Additionally, Table 1 provides a more detailed statistical analysis of the changes in basic vital parameters recorded from the participants.
Table 1.
Basic vital parameters.
An examination of Table 1 reveals a consistent decrease in oxygen saturation (SpO2) from Class 1 (98.1%) to Class 4 (87.1%). This trend indicates a decline in respiratory efficiency and suggests progressively unstable oxygenation with increasing dependency levels. In contrast, pulse rate (PR) demonstrates a corresponding increase (79.8 → 118.3 bpm). This pattern suggests a tendency for heart rate to rise with higher levels of addiction. Similarly, a progressive decrease is observed in PR SDNN (36.4 → 20.1 ms), a measure of short-term pulse rate variability. This finding indicates reduced heart rate stability associated with increased dependency. Furthermore, a marked increase is seen in both respiratory rate period (RRp) and its coefficient of variation (CV%) (16.8 → 27.9 s; 16.8% → 31.1%). This suggests that higher addiction levels are associated with more irregular and rapid breathing patterns. The overall pattern indicates a transition from efficient, stable respiration toward inefficient, labored breathing characterized by increased respiratory effort.

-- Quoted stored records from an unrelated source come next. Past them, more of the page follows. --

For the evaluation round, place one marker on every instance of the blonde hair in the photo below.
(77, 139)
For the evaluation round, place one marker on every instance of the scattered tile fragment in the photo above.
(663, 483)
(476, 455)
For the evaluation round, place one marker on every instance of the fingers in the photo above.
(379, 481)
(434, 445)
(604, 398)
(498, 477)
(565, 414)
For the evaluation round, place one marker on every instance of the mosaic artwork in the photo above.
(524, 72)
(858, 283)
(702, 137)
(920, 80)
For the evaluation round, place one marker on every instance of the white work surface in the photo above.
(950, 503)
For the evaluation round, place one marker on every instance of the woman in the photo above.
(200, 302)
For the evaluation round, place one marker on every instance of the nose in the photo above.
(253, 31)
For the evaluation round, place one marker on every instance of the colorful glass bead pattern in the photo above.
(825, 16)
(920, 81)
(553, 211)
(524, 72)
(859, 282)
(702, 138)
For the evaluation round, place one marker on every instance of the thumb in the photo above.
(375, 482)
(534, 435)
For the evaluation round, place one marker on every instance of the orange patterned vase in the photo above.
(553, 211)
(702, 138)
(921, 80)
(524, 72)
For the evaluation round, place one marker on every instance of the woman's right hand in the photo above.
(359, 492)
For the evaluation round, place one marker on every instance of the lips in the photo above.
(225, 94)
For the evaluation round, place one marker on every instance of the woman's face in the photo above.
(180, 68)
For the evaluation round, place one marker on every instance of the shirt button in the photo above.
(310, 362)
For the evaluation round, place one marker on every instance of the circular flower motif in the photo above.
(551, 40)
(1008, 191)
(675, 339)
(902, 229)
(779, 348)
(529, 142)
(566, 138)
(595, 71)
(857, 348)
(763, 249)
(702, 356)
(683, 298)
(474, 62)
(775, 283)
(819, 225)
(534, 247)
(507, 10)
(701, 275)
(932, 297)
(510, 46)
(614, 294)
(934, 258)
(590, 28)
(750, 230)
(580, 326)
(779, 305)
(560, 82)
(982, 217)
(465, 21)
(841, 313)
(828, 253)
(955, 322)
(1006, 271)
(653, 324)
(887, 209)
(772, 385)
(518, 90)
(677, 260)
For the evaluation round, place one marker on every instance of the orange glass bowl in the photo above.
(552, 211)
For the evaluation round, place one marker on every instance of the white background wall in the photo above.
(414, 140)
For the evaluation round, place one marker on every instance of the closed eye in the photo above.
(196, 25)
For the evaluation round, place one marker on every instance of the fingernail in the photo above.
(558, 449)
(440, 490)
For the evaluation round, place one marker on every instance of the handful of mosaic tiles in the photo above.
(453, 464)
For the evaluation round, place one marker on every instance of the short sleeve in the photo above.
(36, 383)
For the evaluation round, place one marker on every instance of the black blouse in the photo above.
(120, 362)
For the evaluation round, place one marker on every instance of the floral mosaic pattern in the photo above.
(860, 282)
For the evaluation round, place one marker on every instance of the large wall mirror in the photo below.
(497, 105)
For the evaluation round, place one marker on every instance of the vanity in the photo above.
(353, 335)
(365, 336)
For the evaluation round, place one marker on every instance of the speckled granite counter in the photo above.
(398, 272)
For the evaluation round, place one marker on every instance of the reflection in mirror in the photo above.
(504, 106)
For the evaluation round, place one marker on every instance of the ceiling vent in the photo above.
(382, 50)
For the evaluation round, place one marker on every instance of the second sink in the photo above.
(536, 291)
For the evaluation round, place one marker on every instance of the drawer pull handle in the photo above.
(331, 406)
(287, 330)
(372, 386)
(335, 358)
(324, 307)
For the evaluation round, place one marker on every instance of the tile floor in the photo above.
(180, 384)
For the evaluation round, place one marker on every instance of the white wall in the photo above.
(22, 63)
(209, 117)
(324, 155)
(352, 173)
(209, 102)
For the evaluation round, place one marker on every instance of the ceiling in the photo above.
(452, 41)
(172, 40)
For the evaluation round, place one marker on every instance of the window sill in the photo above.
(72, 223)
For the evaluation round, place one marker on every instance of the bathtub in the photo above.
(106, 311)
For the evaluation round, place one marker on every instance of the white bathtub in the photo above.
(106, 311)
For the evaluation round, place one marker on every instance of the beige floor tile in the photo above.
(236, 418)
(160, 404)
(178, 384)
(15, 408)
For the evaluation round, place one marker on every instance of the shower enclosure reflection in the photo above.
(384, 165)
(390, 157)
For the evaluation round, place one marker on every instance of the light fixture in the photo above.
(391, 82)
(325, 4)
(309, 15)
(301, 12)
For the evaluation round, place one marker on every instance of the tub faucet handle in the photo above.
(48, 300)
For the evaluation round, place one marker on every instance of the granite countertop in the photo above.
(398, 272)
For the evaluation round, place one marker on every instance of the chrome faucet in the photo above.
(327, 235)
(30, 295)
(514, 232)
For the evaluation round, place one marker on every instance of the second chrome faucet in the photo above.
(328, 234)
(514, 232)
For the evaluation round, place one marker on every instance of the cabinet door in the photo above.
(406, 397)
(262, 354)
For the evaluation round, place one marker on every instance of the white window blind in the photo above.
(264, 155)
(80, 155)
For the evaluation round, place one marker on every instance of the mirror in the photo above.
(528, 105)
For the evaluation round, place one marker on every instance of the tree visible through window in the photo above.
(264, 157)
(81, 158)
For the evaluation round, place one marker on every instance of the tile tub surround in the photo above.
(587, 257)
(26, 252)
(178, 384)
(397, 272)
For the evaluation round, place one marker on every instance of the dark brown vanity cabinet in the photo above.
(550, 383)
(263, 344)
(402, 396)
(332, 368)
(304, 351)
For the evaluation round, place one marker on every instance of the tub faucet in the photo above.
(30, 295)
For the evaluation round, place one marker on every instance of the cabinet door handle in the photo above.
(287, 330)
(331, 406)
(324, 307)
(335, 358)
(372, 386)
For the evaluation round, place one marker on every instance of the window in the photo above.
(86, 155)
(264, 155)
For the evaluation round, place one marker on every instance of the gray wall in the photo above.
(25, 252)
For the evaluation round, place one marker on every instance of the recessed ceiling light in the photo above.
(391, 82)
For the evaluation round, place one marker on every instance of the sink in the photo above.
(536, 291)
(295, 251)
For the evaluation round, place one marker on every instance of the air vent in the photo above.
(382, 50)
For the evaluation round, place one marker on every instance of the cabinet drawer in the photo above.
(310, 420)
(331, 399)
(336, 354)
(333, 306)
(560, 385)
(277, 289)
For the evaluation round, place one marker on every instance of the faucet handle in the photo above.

Table 2 displays the statistical variations in heart rate variability (HRV) analysis. The heart rate variability parameters show a gradual decline from Class 1 to Class 4. SDNN and RMSSD, which reflect overall and short-term HRV, respectively, demonstrate a steady decrease (SDNN: 35.8 → 19.3 ms; RMSSD: 30.2 → 13.1 ms). This pattern may indicate reduced autonomic adaptation and diminished parasympathetic activity in the higher dependency classes. The LF/HF ratio increased significantly (1.58 → 3.52), suggesting a shift in autonomic balance. Similarly, pNN50 and the HRV Index followed comparable declining trends, indicating a reduction in beat-to-beat variability. Overall, these results reveal a class-dependent decrease in HRV metrics, which can be interpreted as progressive autonomic imbalance and potential cardiovascular strain at higher levels of dependency.
Table 2.
Heart rate variability analysis.
Table 3 presents the analysis of respiratory dynamics, revealing a gradual shift toward rapid and unstable breathing patterns with increasing dependency levels. The respiratory rate demonstrates a marked increase from Class 1 to Class 4 (16.8 → 27.9 breaths/min). Furthermore, the respiratory rate coefficient of variation and breath interval standard deviation increased significantly (%16.8 → %31.1; 1.9 → 5.8 sec), indicating heightened respiratory irregularity. The Rapid Shallow Breathing Index (RSBI) shows a strong upward trend (37.3 → 85.8), potentially reflecting the onset of inefficient respiratory effort. Collectively, these results indicate that respiratory instability and a rapid, shallow breathing pattern are hallmark characteristics of higher dependency levels. When interpreted together, Table 1, Table 2 and Table 3 provide evidence that tobacco dependency is associated with a coordinated autonomic dysregulation, concurrently affecting both the cardiovascular and respiratory systems.
Table 3.
Respiratory dynamics.
2.2. Method
Participants were categorized into four distinct groups based on their scores from the Fagerström Test for Nicotine Dependence (FTND). The FTND, originally developed by Karl-Olov Fagerström in 1978 [] and updated in 1991 [], is a widely used instrument. It is a subjective assessment that evaluates nicotine dependence based on smoking habits and behavioral patterns, rather than definitive medical criteria. The test comprises six questions, with item-level scores ranging from 0 to 3 or 0 to 1. The total score ranges from 0 to 10, where a higher score indicates a greater degree of dependence. In this study, each participant completed the FTND. Based on their total scores, participants were classified as follows (see Figure 4):
Figure 4.
Evaluation and class scale.
The labeled dataset was classified with the help of machine learning algorithms, as shown in the methodology protocol given in Figure 5, and the classified outputs were evaluated by comparing with the FNTD results.
Figure 5.
The methodology protocol of study.
2.3. Principal Component Analysis (PCA)
Principal Component Analysis (PCA) is a method applied to reduce the size of a large dataset with multiple variables. After applying the PCA method, the calculated variables are expressed as the principal components of the first variables of the dataset. In the PCA method, as the dataset gets closer to the normal distribution, PCA reaches the best performance value [,,].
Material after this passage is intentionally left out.